On Friday, November 1, 2013 the Federal Trade Commission (FTC) ended a seven-month investigation of the proposed merger between Office Depot Inc. and OfficeMax Inc., allowing the transaction to move forward.

The merger between the second and third largest office supply superstores (OSS) is not the first time the FTC has been interested in OSS transactions.  In 1997, the FTC successfully blocked a proposed merger between the two largest OSS in FTC v. Staples, Inc., 970 F.Supp. 1066 (D.D.C. 1997).  The FTC’s seemingly contradictory positions can be discerned, however, by the changes in the competitive landscape for OSS.

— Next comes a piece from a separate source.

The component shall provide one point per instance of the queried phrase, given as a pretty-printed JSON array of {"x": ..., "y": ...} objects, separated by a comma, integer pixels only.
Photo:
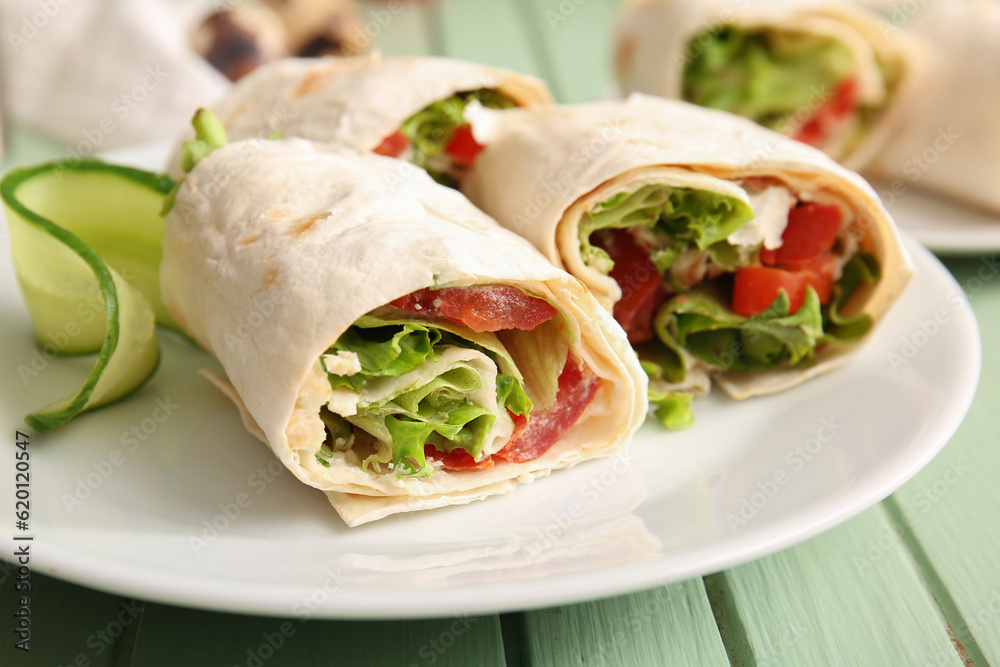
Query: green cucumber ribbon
[{"x": 85, "y": 237}]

As acknowledged in the FTC’s statement concerning the proposed merger, OSS now compete with online retailers and mass merchants far more than in 1997.  In fact, in Staples, the court determined that while mass merchants, wholesale clubs and mail order firms sold office supplies, prices at OSS were primarily affected by the presence of another OSS in the geographic market.  Because of this determination, the FTC was successful in arguing that the relevant product market was the sale of consumable office supplies just through OSS.

Now, OSS compete rigorously with the growing number and size of online retailers and mass merchants. As the FTC found, OSS “closely monitor” and “respond competitively” to non-OSS retailers.  Indeed, the FTC noted that OSS are responding to such competition not only through staples of competition such as price matching and price-checking, but also through innovation, such as “offering in-store pickup for online purchases and using in-store internet kiosks to order products online.”

The rapidly changing landscape in the consumable office supplies market is highlighted by two contrasting outcomes sixteen years apart.  It highlights the importance of staying abreast of how changes in market dynamics and modernizing competition law may affect regulators’ view of potential transactions.  As exemplified in this case, such knowledge can lead to a successful evaluation of a transaction that was previously thought to be impossible.